Mr Addai-Poku believed that there were still a number of teachers in the rural areas and the hinterland who were not captured in the biometric registration exercise, describing it as unfair for CAGD to insist on deleting names simply because they could not register in the biometric exercise.
He explained that even though the intention to delete ‘ghost’ names was something everybody supported, that should not be done to the detriment of people who had genuinely worked and deserved to be paid.
Get registered now
However, the General Secretary of the Ghana National Association of Teachers (GNAT), Mr David Ofori Acheampong, encouraged teachers who were affected to go out immediately to get registered.
He said GNAT last week sent reminders to teachers in the field, asking those who did the biometric registration but had not submitted all that was required to do so immediately and those who had not done it to move to the nearest SSNIT offices to do so.
Mr Acheampong explained that it was an exercise by the government to clear the payroll of ’ghost’ names, adding that it was an exercise everybody believed was right and needed to be done.

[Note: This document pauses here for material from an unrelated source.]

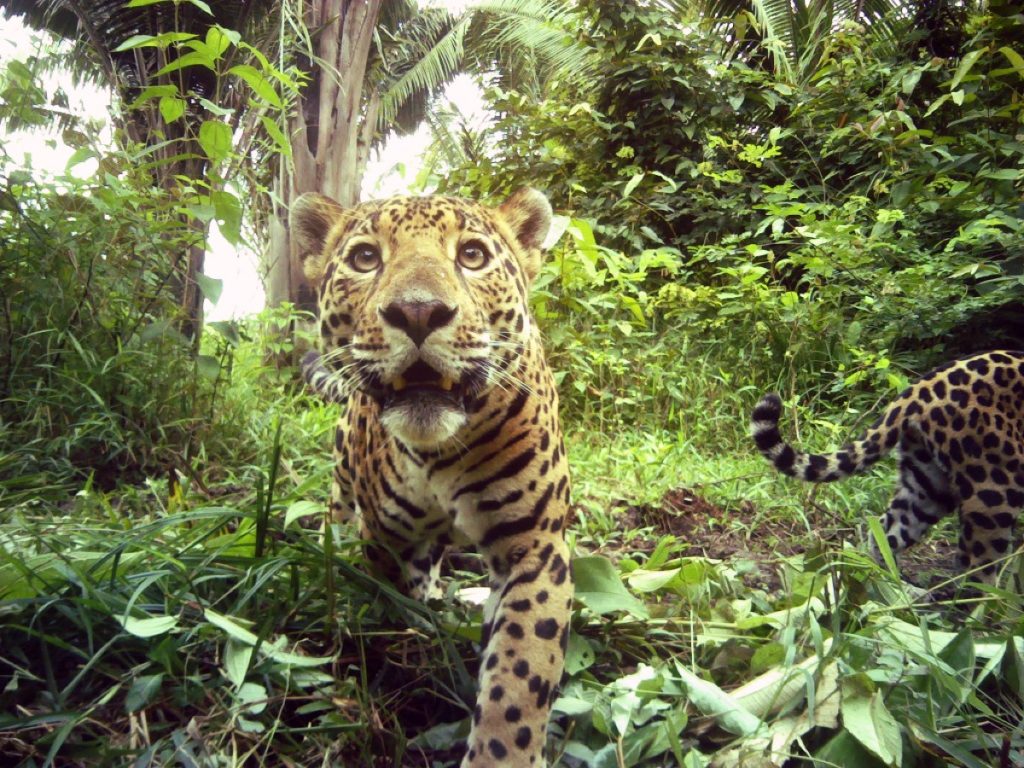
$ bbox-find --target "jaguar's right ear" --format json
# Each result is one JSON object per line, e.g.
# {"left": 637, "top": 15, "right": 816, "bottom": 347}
{"left": 291, "top": 193, "right": 345, "bottom": 282}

He said a number of negotiations were going on behind the scene to ensure that those affected could easily walk in to get the anomalies rectified anytime they were able to register.
Mr Acheampong said: “Even though as employees, we have rights, the employer also has certain rights”, and insisted that if the employer wanted the employee to do something, it was only in order that they did so.
He said the exercise had been ongoing for the past two years and the assumption was that those who had not yet registered with SSNIT were the ‘ghost’ names.
Mr Acheampong said the good news was that out of the more than 250,000 teachers, only 13,000 were yet to go through the registration and encouraged them to try and do so “so that we can put it behind us.”
A source at the GES headquarters confirmed the directive and said the Director-General of the GES, Mr Jacob M. Kor, had directed that an immediate memo be prepared to be distributed to all regional and district directors of education.
It said it was clear that the number of workers affected by the directive as given by the CAGD might not be accurate and gave an instance where the names of three workers of the GES headquarters, had been included although they had biometrically updated their records with SSNIT.
The source believed that there were many on the list, which had been put out there, who had done the biometric registration and suggested that a second look be taken at the list.
It said as it stood, all the affected persons would not receive their April salary, “and that is why the Director-General wants the affected persons to know early enough.”